Despite this, the majority (55%) expressed confidence in a pilot’s ability to handle turbulence. The rest (44.66%) remained somewhat or not confident.

Figure 2: Respondents’ confidence in the aircraft’s ability to withstand severe turbulence.

Thankfully, modern aircraft are built tough. Aviation experts assure us that severe turbulence is unlikely to bring a plane down. However, the survey showed a clear split in confidence in the aircraft’s ability to weather the storm. While over a fifth (21%) were very confident, more than a quarter (26%) remained unsure.

What do flyers think?

Turbulence might be scary, but fatalities and injuries are thankfully rare, according to aviation safety experts. That being said, the survey found that over 60% admitted to feeling anxious about turbulence during flights.

The takeaway? Passengers are aware of the climate change and increased turbulence connection, and it’s impacting their perception of air travel.

Figure 3: Bumpy flights are causing some travelers to switch things up.

While 35% said these events wouldn’t change their booking habits, some flyers are taking action.
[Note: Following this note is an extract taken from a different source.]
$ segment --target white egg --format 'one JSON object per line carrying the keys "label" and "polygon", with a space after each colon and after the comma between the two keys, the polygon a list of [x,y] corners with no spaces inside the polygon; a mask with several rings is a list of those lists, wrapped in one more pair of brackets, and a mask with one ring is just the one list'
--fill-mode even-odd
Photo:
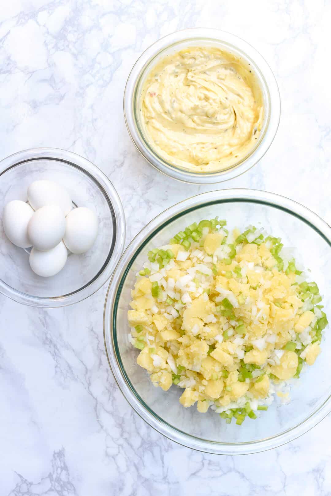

Over 21% are avoiding airlines associated with these incidents, while others are choosing alternative routes (16%) or even opting for different modes of transportation entirely (14%).


Survey TitleSurvey on Climate Change Linked to Increasing Air Turbulence
DurationMay 30 – June 8, 2024
Number of Participants5,000
DemographicsMales and females, aged 21 to 99
Participating Countries Afghanistan, Algeria, Angola, Argentina, Armenia, Australia, Azerbaijan, Bahrain, Bangladesh, Belarus, Benin, Bolivia, Brazil, Brunei, Bulgaria, Burkina Faso, Cambodia, Cameroon, Canada, Chile, China, China (Hong Kong) China (Macao), China (Taiwan), Colombia, Costa Rica, Croatia, Czech Republic, Ecuador, Egypt, El Salvador, Ethiopia, Finland, France, Gambia, Georgia, Germany, Ghana, Greece, Greanada, Guatemala, Honduras, Hungary, India, Indonesia, Iraq, Ireland, Israel, Italy, Ivory Coast, Japan, Jordan, Kenya, Kuwait, Kyrgyzstan, Latvia, Lebanon, Libya, Lithuania, Malaysia, Maldives, Maluritania, Mexico, Moldova, Mongolia, Morocco, Mozambique, Myanmar [Burma], Namibia, Nepal, Nicaragua, Nigeria, Oman, Pakistan, Palestine, Panama, Peru, Philippines, Poland, Portugal, Qatar, Romania, Russia, Saudi Arabia, Serbia, Sierra Leone, Singapore, Slovakia, South Africa, South Korea, Spain, Sri Lanka, Tanzania, Thailand, Togo, Tunisia, Turkey, Turkmenistan, Uganda, Ukraine, United Arab Emirates, United Kingdom, United States, Uruguay, Uzbekistan, Venezuela, Vietnam, Yemen, Zimbabwe.